Before long Cassie Lennon was twenty-two and had gained a little weight on her formerly spare five-foot-ten-inch frame. The curly hair was shorn too close to her head, and the designer clothes had been replaced by blue jeans and tee shirts. The house could no longer be called fine, for she was neglectful of it, but the family portraits remained on the walls. Even the ones with David in them remained on the walls. But Cassie no longer had a family. Cassie’s parents were long dead, her husband was fading into a bad memory, and her son had completely vanished. She received private investigator reports monthly: David was still out there somewhere, but Joseph wasn’t with him.
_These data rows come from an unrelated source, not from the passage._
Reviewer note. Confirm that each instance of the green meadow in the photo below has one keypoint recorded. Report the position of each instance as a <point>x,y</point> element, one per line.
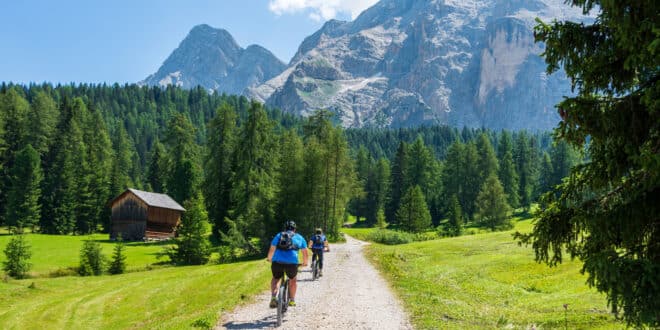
<point>487,281</point>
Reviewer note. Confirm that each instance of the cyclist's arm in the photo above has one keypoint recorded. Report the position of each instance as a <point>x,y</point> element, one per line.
<point>304,257</point>
<point>271,251</point>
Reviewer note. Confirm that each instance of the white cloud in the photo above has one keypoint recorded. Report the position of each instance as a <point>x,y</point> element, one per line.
<point>320,9</point>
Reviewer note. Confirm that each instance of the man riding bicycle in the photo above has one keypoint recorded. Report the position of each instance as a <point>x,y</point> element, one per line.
<point>283,254</point>
<point>318,243</point>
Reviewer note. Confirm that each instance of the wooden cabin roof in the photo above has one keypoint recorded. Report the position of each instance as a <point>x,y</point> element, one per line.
<point>154,199</point>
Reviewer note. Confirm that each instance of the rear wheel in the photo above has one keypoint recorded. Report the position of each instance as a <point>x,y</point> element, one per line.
<point>280,305</point>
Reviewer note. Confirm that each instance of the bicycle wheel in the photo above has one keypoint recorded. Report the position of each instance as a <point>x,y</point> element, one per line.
<point>281,304</point>
<point>315,270</point>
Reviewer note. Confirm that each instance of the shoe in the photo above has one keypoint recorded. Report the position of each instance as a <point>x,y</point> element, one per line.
<point>273,302</point>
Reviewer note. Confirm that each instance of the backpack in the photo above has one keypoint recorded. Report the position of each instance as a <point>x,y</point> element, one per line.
<point>286,241</point>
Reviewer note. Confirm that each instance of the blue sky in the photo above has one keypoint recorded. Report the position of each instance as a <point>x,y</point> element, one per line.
<point>62,41</point>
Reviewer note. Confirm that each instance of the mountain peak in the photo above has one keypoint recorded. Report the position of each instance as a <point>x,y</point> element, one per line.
<point>210,57</point>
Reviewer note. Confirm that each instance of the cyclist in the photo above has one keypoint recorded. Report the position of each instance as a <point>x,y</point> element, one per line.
<point>283,254</point>
<point>318,243</point>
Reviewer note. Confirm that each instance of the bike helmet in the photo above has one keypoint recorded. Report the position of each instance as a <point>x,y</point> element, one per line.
<point>290,225</point>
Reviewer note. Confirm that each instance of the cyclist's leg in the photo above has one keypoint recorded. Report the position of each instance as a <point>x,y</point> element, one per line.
<point>278,271</point>
<point>291,272</point>
<point>320,258</point>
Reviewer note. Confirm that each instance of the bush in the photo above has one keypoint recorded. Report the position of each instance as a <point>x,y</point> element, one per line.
<point>118,264</point>
<point>390,237</point>
<point>18,253</point>
<point>92,259</point>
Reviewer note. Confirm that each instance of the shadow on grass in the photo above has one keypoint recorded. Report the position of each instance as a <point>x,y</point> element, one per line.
<point>265,323</point>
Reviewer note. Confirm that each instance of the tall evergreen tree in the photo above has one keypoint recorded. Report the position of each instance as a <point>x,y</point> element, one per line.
<point>65,182</point>
<point>413,215</point>
<point>491,207</point>
<point>398,184</point>
<point>523,160</point>
<point>546,175</point>
<point>487,164</point>
<point>291,180</point>
<point>183,173</point>
<point>157,168</point>
<point>255,185</point>
<point>192,247</point>
<point>14,109</point>
<point>23,207</point>
<point>455,222</point>
<point>507,173</point>
<point>41,126</point>
<point>218,166</point>
<point>607,212</point>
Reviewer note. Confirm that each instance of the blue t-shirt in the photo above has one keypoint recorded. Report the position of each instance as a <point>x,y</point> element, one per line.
<point>288,256</point>
<point>318,244</point>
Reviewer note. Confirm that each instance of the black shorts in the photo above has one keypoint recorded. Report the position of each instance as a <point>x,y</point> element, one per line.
<point>278,270</point>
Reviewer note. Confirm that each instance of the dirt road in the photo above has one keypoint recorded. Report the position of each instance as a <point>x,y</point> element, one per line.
<point>350,295</point>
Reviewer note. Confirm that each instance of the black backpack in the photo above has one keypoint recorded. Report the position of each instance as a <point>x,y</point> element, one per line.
<point>286,241</point>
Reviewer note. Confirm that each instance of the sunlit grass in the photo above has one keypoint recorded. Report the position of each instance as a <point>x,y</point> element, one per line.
<point>488,281</point>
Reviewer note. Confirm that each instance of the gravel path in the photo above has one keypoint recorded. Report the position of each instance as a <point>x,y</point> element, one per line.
<point>350,295</point>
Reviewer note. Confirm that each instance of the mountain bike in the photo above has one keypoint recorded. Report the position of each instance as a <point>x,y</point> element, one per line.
<point>283,298</point>
<point>315,269</point>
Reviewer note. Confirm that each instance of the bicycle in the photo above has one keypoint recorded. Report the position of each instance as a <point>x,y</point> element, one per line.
<point>315,269</point>
<point>283,298</point>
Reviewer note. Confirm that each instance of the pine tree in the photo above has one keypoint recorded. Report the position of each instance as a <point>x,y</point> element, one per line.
<point>18,254</point>
<point>254,183</point>
<point>290,180</point>
<point>606,212</point>
<point>218,166</point>
<point>118,262</point>
<point>546,176</point>
<point>491,207</point>
<point>398,184</point>
<point>413,215</point>
<point>192,246</point>
<point>23,207</point>
<point>14,109</point>
<point>507,173</point>
<point>41,127</point>
<point>183,173</point>
<point>92,260</point>
<point>455,223</point>
<point>157,170</point>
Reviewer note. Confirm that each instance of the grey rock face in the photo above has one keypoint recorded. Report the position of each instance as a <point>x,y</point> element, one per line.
<point>211,58</point>
<point>412,62</point>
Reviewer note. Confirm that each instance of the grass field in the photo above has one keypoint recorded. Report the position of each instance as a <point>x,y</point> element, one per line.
<point>487,281</point>
<point>54,253</point>
<point>167,298</point>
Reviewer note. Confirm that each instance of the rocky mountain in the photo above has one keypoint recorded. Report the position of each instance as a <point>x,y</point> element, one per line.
<point>412,62</point>
<point>211,58</point>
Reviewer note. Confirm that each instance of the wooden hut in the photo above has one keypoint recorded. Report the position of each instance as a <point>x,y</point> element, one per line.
<point>138,215</point>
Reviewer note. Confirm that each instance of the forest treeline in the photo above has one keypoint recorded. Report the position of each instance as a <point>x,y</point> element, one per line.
<point>65,151</point>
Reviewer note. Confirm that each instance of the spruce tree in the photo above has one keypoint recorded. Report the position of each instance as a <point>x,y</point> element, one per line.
<point>23,207</point>
<point>413,214</point>
<point>18,254</point>
<point>92,260</point>
<point>398,184</point>
<point>118,262</point>
<point>192,247</point>
<point>157,169</point>
<point>455,222</point>
<point>492,210</point>
<point>507,172</point>
<point>606,212</point>
<point>218,166</point>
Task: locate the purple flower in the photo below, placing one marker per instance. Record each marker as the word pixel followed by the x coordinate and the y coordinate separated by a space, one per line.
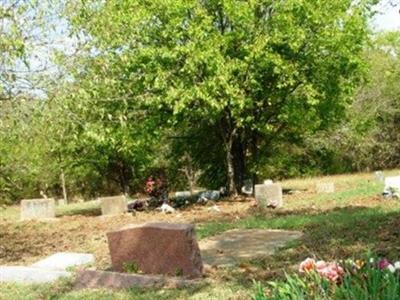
pixel 383 263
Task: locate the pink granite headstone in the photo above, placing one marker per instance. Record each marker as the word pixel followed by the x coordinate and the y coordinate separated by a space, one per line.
pixel 157 248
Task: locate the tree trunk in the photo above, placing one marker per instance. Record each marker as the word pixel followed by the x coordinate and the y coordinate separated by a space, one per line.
pixel 62 176
pixel 232 190
pixel 238 153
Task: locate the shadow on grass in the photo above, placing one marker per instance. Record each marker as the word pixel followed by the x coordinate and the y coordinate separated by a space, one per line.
pixel 340 233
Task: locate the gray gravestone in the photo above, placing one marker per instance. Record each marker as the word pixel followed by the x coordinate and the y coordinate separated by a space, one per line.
pixel 29 275
pixel 269 195
pixel 325 187
pixel 34 209
pixel 113 205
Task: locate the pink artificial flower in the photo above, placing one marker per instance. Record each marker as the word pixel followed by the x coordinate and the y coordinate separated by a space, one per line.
pixel 321 264
pixel 332 271
pixel 307 265
pixel 383 263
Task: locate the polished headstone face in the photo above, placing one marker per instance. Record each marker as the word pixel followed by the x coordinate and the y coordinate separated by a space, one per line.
pixel 325 187
pixel 113 205
pixel 156 248
pixel 34 209
pixel 269 195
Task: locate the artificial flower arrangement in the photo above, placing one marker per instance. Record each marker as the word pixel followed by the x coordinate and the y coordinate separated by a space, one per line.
pixel 370 278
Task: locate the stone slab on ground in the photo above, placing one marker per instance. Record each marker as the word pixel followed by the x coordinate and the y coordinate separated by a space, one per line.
pixel 232 246
pixel 113 280
pixel 157 248
pixel 34 209
pixel 63 260
pixel 325 187
pixel 29 275
pixel 269 195
pixel 113 205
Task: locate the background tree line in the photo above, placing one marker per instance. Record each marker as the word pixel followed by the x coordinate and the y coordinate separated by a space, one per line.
pixel 212 92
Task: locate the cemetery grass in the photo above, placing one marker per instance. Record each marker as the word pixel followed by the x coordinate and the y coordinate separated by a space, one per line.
pixel 350 222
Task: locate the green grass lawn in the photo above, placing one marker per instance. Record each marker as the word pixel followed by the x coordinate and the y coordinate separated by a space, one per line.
pixel 345 224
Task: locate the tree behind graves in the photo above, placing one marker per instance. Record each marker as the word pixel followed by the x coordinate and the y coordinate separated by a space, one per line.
pixel 257 71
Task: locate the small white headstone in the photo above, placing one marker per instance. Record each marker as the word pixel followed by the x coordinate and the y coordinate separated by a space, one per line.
pixel 210 195
pixel 325 187
pixel 379 176
pixel 268 181
pixel 63 260
pixel 37 209
pixel 392 185
pixel 269 195
pixel 113 205
pixel 29 275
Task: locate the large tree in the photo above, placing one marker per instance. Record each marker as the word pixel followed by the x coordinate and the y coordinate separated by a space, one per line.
pixel 253 71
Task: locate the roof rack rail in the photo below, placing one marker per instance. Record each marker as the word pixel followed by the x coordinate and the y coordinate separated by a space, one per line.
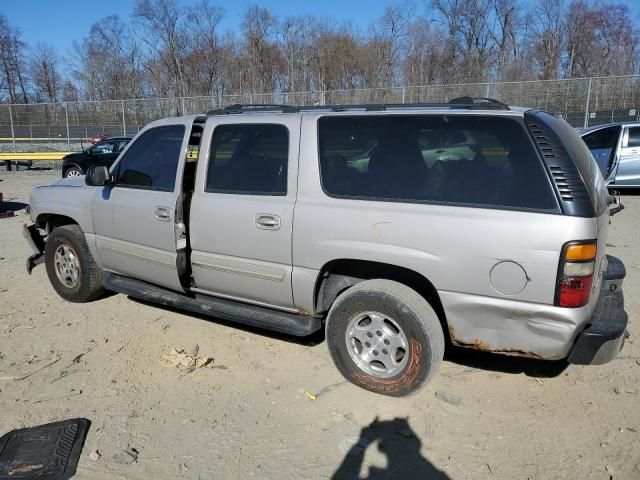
pixel 252 107
pixel 470 103
pixel 468 100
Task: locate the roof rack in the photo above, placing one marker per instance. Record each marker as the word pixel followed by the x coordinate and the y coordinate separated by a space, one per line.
pixel 253 108
pixel 468 100
pixel 469 103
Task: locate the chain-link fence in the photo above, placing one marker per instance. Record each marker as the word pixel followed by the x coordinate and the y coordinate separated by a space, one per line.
pixel 69 126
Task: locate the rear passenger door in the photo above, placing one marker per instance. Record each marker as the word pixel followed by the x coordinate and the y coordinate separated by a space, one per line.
pixel 628 172
pixel 242 209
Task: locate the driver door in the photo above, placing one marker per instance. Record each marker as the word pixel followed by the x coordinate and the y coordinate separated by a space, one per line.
pixel 134 218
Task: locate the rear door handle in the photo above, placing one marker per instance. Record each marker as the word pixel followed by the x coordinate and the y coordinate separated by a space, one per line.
pixel 266 221
pixel 162 214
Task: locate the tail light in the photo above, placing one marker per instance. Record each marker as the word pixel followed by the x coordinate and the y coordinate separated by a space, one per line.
pixel 575 274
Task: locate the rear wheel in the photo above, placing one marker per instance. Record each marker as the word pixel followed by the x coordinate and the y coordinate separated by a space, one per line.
pixel 70 266
pixel 384 337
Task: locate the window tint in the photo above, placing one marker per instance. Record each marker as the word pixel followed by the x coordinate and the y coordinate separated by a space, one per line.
pixel 605 138
pixel 103 148
pixel 121 145
pixel 152 160
pixel 634 137
pixel 249 159
pixel 454 159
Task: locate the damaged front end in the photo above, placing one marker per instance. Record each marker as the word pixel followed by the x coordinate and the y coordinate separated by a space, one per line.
pixel 36 241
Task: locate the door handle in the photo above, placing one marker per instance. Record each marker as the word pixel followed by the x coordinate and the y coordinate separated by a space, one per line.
pixel 266 221
pixel 162 214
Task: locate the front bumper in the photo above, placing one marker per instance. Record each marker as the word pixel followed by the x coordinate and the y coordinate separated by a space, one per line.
pixel 604 335
pixel 36 242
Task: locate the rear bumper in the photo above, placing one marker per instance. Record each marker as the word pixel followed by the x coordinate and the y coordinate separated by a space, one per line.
pixel 604 335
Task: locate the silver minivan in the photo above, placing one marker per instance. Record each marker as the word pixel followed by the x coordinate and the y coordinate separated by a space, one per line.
pixel 398 229
pixel 616 149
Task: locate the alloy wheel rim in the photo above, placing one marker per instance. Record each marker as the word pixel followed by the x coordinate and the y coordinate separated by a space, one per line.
pixel 377 344
pixel 67 266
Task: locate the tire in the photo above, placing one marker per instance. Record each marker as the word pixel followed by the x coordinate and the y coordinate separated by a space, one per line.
pixel 72 172
pixel 404 312
pixel 67 256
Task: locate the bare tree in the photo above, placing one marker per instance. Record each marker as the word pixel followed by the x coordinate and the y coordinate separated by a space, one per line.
pixel 204 60
pixel 47 82
pixel 109 61
pixel 12 54
pixel 166 38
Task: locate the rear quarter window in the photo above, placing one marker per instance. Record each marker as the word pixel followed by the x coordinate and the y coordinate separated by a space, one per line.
pixel 583 159
pixel 455 159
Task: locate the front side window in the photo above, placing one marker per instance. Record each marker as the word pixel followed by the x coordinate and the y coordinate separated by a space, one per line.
pixel 249 159
pixel 103 148
pixel 152 160
pixel 602 144
pixel 634 137
pixel 433 158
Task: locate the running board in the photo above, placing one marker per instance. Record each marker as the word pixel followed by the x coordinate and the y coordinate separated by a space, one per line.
pixel 252 315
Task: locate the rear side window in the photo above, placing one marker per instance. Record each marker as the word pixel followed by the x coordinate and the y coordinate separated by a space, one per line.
pixel 249 159
pixel 152 160
pixel 486 161
pixel 634 137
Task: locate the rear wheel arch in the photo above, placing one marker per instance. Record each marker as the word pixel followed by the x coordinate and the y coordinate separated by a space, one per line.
pixel 339 275
pixel 50 221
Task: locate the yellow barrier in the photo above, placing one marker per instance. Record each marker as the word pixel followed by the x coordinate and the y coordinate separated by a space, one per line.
pixel 22 156
pixel 42 139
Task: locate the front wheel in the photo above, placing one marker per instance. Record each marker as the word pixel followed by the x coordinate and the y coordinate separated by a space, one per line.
pixel 70 267
pixel 384 337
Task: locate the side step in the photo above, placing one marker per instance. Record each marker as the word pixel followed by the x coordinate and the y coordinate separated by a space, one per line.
pixel 252 315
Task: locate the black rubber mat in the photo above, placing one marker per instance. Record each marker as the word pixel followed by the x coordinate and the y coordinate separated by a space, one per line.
pixel 46 452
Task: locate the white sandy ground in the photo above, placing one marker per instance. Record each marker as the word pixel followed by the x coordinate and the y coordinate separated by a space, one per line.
pixel 248 416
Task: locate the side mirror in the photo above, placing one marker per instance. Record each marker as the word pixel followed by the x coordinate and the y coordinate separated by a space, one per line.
pixel 97 176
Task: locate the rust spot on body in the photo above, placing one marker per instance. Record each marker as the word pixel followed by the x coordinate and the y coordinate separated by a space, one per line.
pixel 24 469
pixel 478 344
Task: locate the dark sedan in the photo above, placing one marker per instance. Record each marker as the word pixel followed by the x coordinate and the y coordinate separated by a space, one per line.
pixel 102 153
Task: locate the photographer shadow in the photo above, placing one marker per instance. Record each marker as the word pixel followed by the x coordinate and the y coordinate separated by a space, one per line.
pixel 399 443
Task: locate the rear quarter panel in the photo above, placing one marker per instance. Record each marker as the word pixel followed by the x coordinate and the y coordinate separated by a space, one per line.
pixel 455 247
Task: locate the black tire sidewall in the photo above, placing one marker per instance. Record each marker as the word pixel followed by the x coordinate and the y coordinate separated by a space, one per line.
pixel 420 350
pixel 61 236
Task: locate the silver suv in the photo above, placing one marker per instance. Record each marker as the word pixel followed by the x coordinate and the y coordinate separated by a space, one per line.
pixel 399 229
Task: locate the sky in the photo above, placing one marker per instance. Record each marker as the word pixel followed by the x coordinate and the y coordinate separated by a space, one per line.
pixel 60 22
The Lennon estate had mostly fended for itself, what was left of it. She had sold off a large portion of it to the Hubbard people with her lawyer’s approval.
“It’s going to be a retirement community, I think,or a gated residential community or something like that,” he told her when the offer was first made.
His description had been so uncharacteristically vague that she had sat up and paid attention. The lawyer immediately noted her change in attitude and felt the first stirring of hope for the poor lady.
“I know, I know,” he replied, rushing his words in his attempt to keep her engaged. “It’s probably just a housing project built around some man-made lakes. And they’ll have a fence around it,” he added quickly, seeing her face change. “And the residents will need a pass to get in and out.” He felt he was losing her with every word.